C’est pour mieux servir une clientèle d’affaires composée de gens pressés que M. D’Aoust a commencé à se déplacer pour vêtir les professionnels. Lorsqu’un client fait appel à lui, il débarque au bureau avec de la marchandise, selon les goûts et les besoins de celui-ci. Il repart avec les vêtements à faire retoucher et rapporte le tout par la suite.

Depuis mars 2017, Mode Mobile est sortie de son sous-sol et a désormais pignon sur rue au 922, boulevard Maloney Est, à Gatineau. L’offre suivant la demande, davantage de choix et de collections sont désormais offerts aux clients.
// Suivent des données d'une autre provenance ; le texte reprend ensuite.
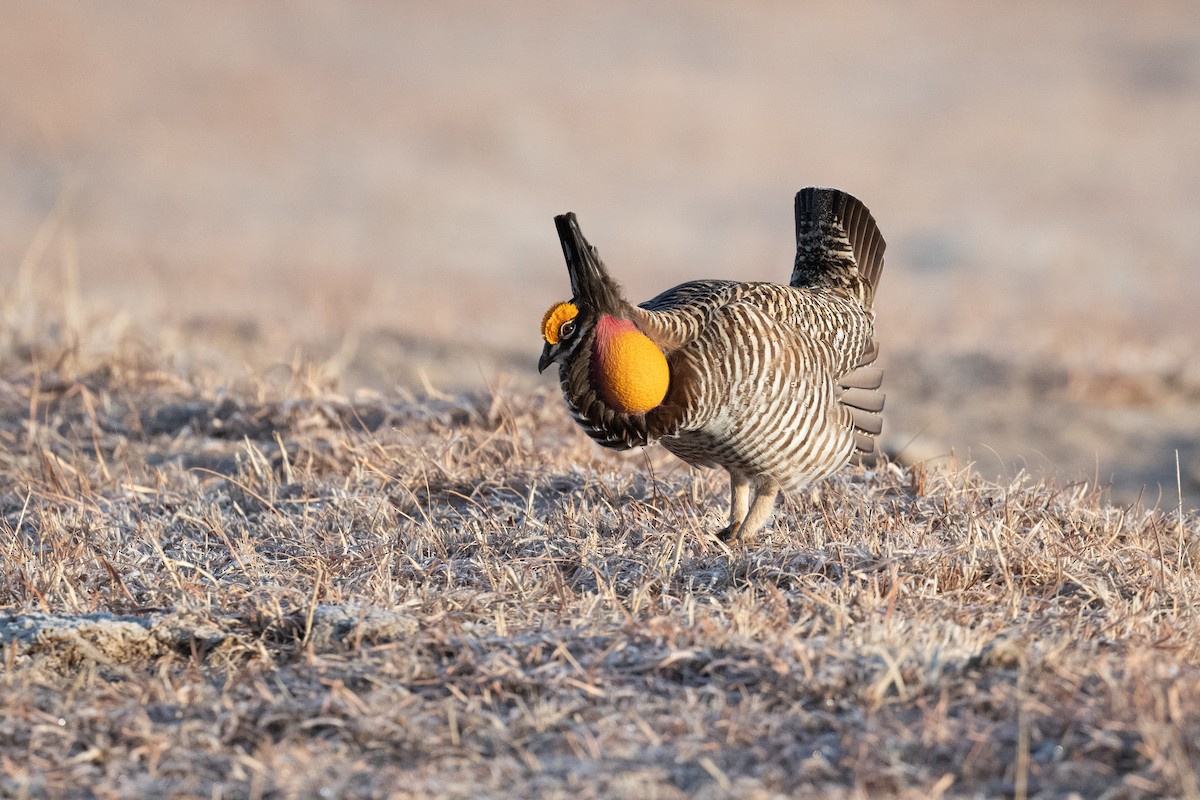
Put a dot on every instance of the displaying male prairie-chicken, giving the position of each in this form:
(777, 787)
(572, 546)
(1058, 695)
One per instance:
(773, 383)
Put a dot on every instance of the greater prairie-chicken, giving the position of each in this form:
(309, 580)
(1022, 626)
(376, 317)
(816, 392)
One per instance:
(773, 383)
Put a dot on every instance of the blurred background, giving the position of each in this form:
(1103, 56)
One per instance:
(372, 186)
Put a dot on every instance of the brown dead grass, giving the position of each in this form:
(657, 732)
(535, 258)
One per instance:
(273, 590)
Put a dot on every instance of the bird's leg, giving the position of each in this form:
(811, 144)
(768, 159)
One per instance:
(739, 503)
(761, 509)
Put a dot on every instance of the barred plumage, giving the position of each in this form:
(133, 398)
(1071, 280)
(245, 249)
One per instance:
(772, 383)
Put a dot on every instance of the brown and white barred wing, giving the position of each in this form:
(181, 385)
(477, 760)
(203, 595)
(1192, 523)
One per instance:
(763, 400)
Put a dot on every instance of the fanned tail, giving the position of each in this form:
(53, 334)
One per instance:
(838, 245)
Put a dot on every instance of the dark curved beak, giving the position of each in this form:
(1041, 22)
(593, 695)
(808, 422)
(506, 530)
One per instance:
(547, 358)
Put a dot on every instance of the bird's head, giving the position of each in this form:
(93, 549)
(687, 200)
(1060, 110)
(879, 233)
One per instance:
(624, 365)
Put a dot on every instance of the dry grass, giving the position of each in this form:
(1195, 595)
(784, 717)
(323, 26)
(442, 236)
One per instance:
(277, 591)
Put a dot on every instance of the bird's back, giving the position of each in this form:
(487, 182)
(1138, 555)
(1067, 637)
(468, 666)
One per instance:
(777, 380)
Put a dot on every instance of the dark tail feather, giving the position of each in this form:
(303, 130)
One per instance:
(591, 283)
(838, 244)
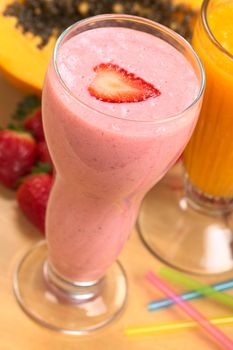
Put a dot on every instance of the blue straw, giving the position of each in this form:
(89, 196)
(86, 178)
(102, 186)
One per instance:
(159, 304)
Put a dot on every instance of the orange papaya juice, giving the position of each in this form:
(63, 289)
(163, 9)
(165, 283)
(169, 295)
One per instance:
(208, 157)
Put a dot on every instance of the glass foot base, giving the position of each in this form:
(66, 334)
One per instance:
(181, 236)
(79, 311)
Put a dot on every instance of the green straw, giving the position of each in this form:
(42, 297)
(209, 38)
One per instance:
(179, 278)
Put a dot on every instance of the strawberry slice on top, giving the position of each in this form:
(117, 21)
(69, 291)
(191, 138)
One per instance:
(116, 85)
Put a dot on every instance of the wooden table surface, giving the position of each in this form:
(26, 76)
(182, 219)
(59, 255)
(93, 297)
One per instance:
(18, 332)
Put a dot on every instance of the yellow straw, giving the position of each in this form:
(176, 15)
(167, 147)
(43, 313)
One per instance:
(173, 326)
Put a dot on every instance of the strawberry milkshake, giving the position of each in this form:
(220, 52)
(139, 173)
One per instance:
(120, 101)
(116, 118)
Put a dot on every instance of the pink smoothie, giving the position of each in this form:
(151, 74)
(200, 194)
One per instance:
(108, 155)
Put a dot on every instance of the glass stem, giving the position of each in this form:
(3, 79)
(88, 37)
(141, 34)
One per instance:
(70, 291)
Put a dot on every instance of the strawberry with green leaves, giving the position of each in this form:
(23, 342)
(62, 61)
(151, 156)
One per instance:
(32, 197)
(17, 155)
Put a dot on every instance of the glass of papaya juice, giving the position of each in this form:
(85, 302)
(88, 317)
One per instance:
(188, 224)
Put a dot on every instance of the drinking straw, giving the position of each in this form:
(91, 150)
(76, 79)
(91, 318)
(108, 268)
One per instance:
(172, 326)
(218, 336)
(174, 276)
(159, 304)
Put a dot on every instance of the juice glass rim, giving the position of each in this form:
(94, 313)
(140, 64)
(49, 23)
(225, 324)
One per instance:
(204, 18)
(141, 20)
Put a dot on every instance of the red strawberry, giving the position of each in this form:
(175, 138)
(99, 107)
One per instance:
(32, 197)
(17, 155)
(33, 123)
(43, 153)
(114, 84)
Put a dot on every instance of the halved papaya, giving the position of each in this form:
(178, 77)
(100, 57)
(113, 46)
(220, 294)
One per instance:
(21, 61)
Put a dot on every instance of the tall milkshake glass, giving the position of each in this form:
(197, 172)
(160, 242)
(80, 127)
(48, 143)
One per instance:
(106, 157)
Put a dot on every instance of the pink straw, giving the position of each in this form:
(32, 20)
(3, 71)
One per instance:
(220, 337)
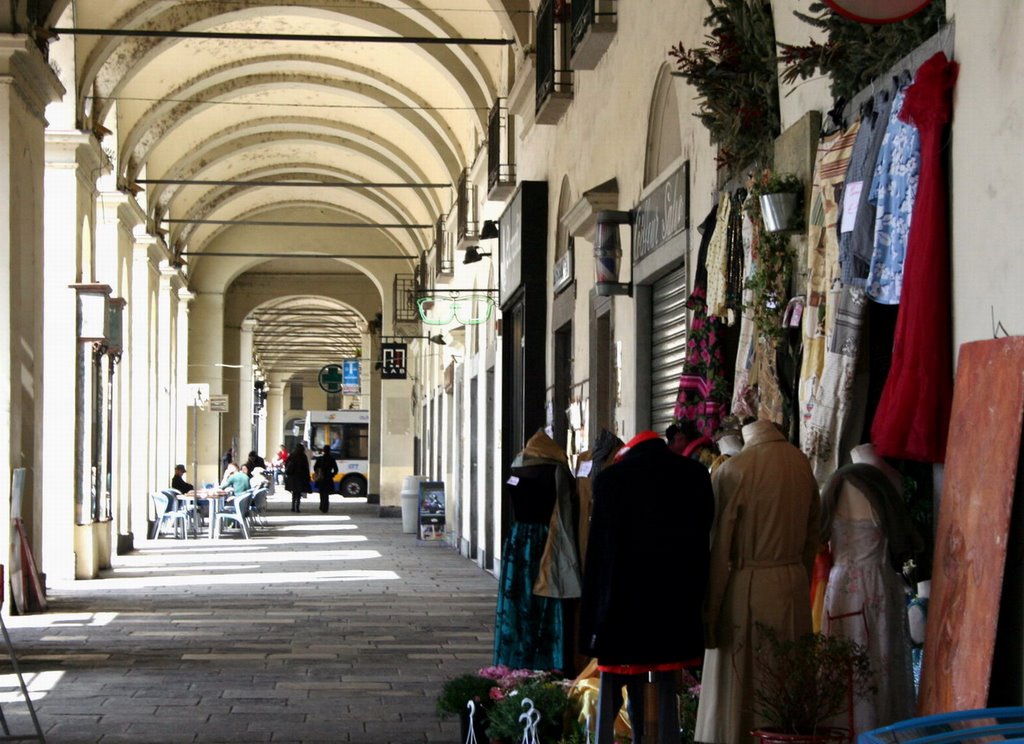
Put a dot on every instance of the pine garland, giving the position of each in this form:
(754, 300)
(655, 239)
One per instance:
(736, 81)
(856, 53)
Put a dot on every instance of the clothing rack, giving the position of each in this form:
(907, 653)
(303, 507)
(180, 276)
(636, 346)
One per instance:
(941, 41)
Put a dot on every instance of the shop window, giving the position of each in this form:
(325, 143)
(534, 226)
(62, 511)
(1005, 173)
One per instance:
(665, 144)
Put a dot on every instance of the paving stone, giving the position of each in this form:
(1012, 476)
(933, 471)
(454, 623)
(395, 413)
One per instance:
(299, 649)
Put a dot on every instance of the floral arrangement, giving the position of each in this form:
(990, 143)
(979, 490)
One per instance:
(769, 280)
(734, 73)
(801, 684)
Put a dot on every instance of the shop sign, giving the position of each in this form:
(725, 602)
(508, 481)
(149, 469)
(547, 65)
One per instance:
(663, 214)
(510, 227)
(393, 361)
(350, 377)
(563, 270)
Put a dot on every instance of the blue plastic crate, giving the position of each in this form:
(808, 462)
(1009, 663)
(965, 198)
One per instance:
(966, 726)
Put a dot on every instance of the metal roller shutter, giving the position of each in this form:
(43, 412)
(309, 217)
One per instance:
(668, 345)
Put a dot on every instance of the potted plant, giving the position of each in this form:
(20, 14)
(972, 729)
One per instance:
(802, 685)
(457, 693)
(779, 198)
(548, 698)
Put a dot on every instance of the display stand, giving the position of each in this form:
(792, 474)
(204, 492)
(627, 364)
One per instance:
(7, 736)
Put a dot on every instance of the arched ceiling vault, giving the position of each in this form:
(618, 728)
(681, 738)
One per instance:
(195, 121)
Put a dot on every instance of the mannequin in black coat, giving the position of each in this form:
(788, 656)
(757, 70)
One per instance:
(646, 574)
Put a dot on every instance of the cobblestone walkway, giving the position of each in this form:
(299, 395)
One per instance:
(321, 628)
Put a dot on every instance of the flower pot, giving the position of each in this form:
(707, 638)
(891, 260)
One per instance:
(825, 735)
(777, 211)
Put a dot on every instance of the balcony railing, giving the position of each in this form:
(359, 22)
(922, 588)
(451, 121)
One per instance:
(554, 80)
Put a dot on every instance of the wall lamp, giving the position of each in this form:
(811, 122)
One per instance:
(489, 230)
(473, 255)
(608, 254)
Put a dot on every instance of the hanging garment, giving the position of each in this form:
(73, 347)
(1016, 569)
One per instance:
(838, 407)
(822, 258)
(865, 601)
(912, 419)
(647, 559)
(704, 389)
(744, 390)
(717, 261)
(856, 235)
(766, 536)
(528, 627)
(894, 189)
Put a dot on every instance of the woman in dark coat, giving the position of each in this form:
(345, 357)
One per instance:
(297, 475)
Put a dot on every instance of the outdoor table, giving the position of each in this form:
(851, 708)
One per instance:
(216, 497)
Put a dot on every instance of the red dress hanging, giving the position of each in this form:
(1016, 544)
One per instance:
(912, 418)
Le propriétaire est sur place pour offrir un service personnalisé.

Du sur mesure

Les hommes qui désirent avoir des exclusivités qui les distinguent apprécieront le service de vêtements sur mesure. C’est une excellente option pour ceux qui ont des particularités physiologiques puisque les éléments choisis vous feront comme un gant ! Tout ça dans un délai de deux à trois semaines.

Au fil des années, M. D’Aoust a non seulement adapté ses produits pour sa clientèle professionnelle, il travaille avec des fournisseurs pour offrir une expérience complète. Les retouches aux vêtements sont faites par un tailleur d’expérience dont la renommée n’est plus à faire. Vous pouvez aussi y laisser vos vêtements à faire nettoyer.

« Je voulais apporter un vent de fraîcheur dans la mode masculine avec des habits et des vêtements tendance et fashion qu’on ne retrouve pas ailleurs », confie-t-il.

Les choses bougent pour l’entrepreneur qui a plusieurs projets en marche d’ici les prochains mois, notamment l’arrivée d’une nouvelle ligne d’accessoires pour hommes. Un déménagement dans un endroit plus central est aussi dans la mire 

Mode Mobile est entre autres l’habilleur officiel des Olympiques de Gatineau, de la Ligue de hockey junior majeur du Québec. Vous risquez donc de voir ses habits partout en ville.